To support the network, a phylogenetic tree was also constructed using the Maximum Likelihood method from the PhyML server [43]. Here, the evolutionary model applied was Le Gascuel (LG) [44], and the branch support was calculated by approximate likelihood ratio test (aLRT) [45]. Three YIR [46] and three BIR sequences (Ulrike Böhme, WTSI, personal communication) were added to the CIR alignment to allow a root to be placed within this tree (Additional file 4).

Clades identified by both methods with high branch support values contained highly similar CIR sequences. Small clades within each major sub-family were denoted numerically: A1-A5 and B1-B4. Members of each clade are tabulated in Additional file 5.

Detection of phylogenetic incompatibilities between cir genes

Phylogenetic incompatibilities within the alignment of 183 CIRs, and each identified sub-family, were analyzed using the pairwise homoplasy index (PHI) in Splitstree v4.0 [40].

Phylogenetic profiling was used to detect phylogenetic inconsistencies between four cir DNA sequences, selected at random, using a hidden Markov model method within the TOPALi platform v2.5 [47, 48]. The probability of generating each of the three possible tree topologies for the four sequences was modelled in a given 100 nucleotide window. Possible recombination breakpoints were identified where the most probable topology altered at different positions along the alignment.

Five cir quartets, chosen at random, were analyzed per clade by each method described above (Additional file 6).

Function shift analysis

The alignment of 183 CIRs was split into two files containing only A- and B-type CIRs. The two alignments were then used to apply the 'FunShift' methodology [49], and predict whether these 2 groups of proteins may perform different functions. Positions containing only gaps in a subfamily were not counted.

The method used was the same as described previously by Abhiman and Sonnhammer [49] with a few modifications. Rate-Shifting Sites (RSS) were defined as positions conserved in one sub-family but variable in the other, and were identified using the likelihood ratio test (LRT) program [50]. The U-values generated by this program indicate the likelihood of rate change for each position in the alignment between the two sub-families. U-values above 4.0 were considered significant at the 5% significance level, as previously described [50].

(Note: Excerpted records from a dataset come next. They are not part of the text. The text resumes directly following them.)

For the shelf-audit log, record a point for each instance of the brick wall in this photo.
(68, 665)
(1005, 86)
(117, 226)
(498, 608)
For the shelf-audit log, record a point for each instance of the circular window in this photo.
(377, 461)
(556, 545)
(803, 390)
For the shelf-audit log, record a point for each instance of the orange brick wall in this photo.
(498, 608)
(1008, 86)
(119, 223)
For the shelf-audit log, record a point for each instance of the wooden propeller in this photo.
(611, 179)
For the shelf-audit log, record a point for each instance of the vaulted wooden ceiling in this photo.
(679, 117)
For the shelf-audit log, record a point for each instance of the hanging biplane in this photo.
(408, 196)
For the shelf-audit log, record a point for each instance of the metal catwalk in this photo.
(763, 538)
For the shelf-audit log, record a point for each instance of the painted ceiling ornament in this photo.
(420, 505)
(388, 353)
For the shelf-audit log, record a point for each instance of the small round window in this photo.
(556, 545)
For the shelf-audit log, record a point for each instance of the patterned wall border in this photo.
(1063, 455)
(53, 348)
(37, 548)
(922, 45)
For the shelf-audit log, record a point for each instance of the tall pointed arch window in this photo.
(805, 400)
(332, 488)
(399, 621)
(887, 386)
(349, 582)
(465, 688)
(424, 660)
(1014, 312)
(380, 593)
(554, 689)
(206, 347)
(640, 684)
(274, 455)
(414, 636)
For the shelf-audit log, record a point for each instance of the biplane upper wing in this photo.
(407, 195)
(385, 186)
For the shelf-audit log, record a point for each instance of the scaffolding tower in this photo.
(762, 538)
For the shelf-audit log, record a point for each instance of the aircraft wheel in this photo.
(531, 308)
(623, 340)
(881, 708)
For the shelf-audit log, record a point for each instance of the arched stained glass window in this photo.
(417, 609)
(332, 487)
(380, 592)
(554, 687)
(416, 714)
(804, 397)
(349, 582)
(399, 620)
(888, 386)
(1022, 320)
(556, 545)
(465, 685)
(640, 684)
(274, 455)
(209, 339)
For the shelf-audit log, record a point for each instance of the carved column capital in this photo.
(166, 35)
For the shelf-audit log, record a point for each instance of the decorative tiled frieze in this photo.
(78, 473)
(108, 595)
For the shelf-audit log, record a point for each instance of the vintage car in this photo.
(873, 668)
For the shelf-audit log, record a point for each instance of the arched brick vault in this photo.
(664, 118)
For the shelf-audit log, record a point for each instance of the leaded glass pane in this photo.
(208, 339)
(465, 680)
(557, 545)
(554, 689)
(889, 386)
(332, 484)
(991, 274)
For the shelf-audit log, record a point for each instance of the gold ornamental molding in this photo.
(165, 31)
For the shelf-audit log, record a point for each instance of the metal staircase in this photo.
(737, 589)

Conservation-Shifting Sites (CSS) were defined as positions that were conserved in both groups, but containing different residues in each. CSS were detected using the method developed by Abhiman and Sonnhammer [49]. This calculates a Z-score based on the normalized cumulative relative entropy at each position of the alignment, between the two sub-families. Z-scores exceeding 0.5 per alignment position were considered significant [49].

CSS and RSS are plotted within a sub-section of the alignment in Additional file 7.

Mice and parasites

Female BALB/c and C57BL/6 mice aged 6-8 weeks were obtained from the specific pathogen-free unit at the MRC National Institute for Medical Research (NIMR), London. For experimental purposes, mice were housed conventionally with sterile bedding, food and irradiated water on a 12 hour light-dark cycle.

A cloned line of Plasmodium chabaudi chabaudi (AS) was used in this study [51]. Stabilates were cryo-preserved in blood from BALB/c mice. To obtain parasites for experimental infection, an aliquot of the stabilate was injected intraperitoneally (i.p.) into immunodeficient BALB/c RAG2-/- mice [52]. Blood was taken from the donor mice 7 days after infection and experimental mice were infected by injecting 105 infected erythrocytes i.p. Parasitaemia was monitored by examination of Giemsa-stained blood films as previously described [53].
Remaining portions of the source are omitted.